Friday, August 6, 2010

Ira's Trailer-Pearl Street Alley

This painting has been posted as a Work in Progress (WIP) so it is not new to the blog. I think it is now ready for critique. I know Kevin will give me the feedback I need to take it that much further. I have discovered working on these alley's that I can only get so far and then I am "done" with them for awhile. I thought it was the size of them, but I have done two 18x24 alley's now, and I am running into the same problem on them.  I must need time to let them grow on me so I can take them further. I am usually very excited at the block in stage, then the drudgery sets in and I get bored. I had to "sit" on this one for almost a month before I figured out what was bugging me, and that was with the help of one of my friends. She suggested I lighten the roof on the right; that led me to the trees in the middle behind all the garages, which I also lightened. I darkened the house at the very end of the alley to let the brightness of the bush in front of it be in the light and to continue the eye flow. I know Kevin will tell me I have too much detail, although I did try to reign myself in. I will do a follow up post after class tomorrow if we get a chance to critique.

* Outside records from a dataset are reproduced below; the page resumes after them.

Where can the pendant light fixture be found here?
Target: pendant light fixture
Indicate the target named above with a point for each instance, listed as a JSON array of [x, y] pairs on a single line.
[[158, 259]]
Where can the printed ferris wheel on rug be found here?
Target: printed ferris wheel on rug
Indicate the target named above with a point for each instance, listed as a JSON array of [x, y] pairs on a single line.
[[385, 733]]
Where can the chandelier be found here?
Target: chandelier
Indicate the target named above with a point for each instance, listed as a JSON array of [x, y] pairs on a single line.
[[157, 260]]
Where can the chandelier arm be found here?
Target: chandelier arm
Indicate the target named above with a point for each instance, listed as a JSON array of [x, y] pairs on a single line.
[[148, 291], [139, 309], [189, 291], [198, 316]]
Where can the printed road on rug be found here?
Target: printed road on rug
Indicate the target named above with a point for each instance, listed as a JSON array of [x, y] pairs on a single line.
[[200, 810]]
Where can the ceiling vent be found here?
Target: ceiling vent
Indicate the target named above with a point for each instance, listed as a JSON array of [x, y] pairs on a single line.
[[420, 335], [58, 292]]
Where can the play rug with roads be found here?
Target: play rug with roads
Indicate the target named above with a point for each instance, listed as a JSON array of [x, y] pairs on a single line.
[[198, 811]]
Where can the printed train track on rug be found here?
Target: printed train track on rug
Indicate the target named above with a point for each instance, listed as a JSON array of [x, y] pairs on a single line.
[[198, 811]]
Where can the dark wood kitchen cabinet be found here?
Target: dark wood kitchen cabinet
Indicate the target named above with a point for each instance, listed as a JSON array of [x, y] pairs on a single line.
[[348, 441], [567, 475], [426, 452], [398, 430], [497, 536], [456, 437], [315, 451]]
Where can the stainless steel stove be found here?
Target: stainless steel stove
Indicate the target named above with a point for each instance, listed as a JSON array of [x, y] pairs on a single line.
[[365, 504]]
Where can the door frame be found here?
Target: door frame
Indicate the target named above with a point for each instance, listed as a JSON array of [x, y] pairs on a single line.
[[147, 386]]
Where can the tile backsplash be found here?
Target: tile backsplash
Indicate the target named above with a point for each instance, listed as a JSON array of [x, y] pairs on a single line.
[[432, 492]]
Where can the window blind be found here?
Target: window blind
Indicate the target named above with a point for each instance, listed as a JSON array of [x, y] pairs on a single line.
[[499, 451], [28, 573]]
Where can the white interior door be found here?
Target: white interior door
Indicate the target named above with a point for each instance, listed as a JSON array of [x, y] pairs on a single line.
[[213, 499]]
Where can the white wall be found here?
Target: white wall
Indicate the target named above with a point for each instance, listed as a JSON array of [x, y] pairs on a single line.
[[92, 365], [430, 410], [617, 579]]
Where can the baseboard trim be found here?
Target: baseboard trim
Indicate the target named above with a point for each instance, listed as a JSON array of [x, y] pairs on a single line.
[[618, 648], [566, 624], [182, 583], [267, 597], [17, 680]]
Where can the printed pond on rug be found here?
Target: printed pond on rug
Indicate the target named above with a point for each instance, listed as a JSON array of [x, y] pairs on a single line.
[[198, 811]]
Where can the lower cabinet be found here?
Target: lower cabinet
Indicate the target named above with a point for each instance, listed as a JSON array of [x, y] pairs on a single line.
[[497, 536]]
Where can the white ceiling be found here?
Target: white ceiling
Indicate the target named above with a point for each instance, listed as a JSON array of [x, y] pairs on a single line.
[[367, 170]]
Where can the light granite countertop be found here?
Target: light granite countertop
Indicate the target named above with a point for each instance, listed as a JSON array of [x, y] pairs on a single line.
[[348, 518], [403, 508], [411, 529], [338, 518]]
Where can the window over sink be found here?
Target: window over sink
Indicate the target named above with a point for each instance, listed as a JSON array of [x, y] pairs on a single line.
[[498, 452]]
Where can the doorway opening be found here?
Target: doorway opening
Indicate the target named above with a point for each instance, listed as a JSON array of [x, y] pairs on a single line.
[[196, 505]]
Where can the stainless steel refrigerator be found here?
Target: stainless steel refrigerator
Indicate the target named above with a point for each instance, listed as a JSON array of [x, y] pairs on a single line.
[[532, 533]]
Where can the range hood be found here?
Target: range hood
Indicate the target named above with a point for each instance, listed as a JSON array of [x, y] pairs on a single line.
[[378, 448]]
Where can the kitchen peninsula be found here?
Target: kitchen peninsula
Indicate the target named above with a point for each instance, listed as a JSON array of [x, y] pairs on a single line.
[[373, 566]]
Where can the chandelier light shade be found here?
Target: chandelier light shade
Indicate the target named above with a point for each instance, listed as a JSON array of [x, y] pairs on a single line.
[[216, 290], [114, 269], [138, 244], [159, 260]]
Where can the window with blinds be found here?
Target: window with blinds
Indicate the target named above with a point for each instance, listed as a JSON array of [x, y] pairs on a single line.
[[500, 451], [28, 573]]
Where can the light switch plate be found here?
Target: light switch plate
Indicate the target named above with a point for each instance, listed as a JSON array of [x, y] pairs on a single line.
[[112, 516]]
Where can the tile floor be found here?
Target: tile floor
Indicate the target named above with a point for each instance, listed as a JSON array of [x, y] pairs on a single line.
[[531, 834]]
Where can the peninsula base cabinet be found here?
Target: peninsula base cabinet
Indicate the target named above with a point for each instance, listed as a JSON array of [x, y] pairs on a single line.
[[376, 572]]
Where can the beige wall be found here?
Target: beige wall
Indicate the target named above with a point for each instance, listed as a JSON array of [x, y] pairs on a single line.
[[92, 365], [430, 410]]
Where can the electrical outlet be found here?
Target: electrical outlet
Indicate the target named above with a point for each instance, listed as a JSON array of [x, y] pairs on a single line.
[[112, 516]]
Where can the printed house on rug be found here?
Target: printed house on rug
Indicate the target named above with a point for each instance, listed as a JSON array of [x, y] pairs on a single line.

I had taken this painting back to alley where I took this photo reference to try and figure some of this out "on-site." I had intended to paint there, but this is a surprisingly busy alley and a narrow one as well. There was no way I could set up and do any painting and keep the same angle. I was up against the wall of a carriage house when I took this photo.

Tuesday, August 3, 2010

Annabelle Hydrangea's Makeover

Here is a rather large plein air painting I did 5 years ago. Amazingly I remember doing it in one afternoon session and when the light changed, I pulled out another canvas and did another large painting. Considering my skill level at the time, I was very pleased with the outcome of both of them and the fact that I did 2 larger pieces in one day. They both have continued to hang somewhere in my house.
This one, Annabelle, is 30" x 24." The background "lavendar" color was the street seen behind them at the time. It did look lavendar gray to me in the bright light of high noon. In the remake I decided to leave it, but with some modification; I darkened it and it now has a bit more variation within the color. My main focus on the "revision" was to give more definition to the flowers themselves but once I got going, the whole thing got tweaked.  I did spend two hot humid afternoons, about 1.5 hours each, working on this painting in approximately the same spot. I do like that the flowers have more shape and weight to them - I lightened those in the shadow from the original, as they appeared very light and the value just wasn't as dark as I had originally painted them. The leaves just seem to be more alive now, as I have learned to stay away from white to lighten a color, unless of course, it is required. I still want to add some bees - the past weekend the bush was beaten down by heavy rains and the bees weren't out, so I will continue to watch for another opportunity. Luckily, these flowers stay on the bush a long while, even if they do turn chartreuse as they age.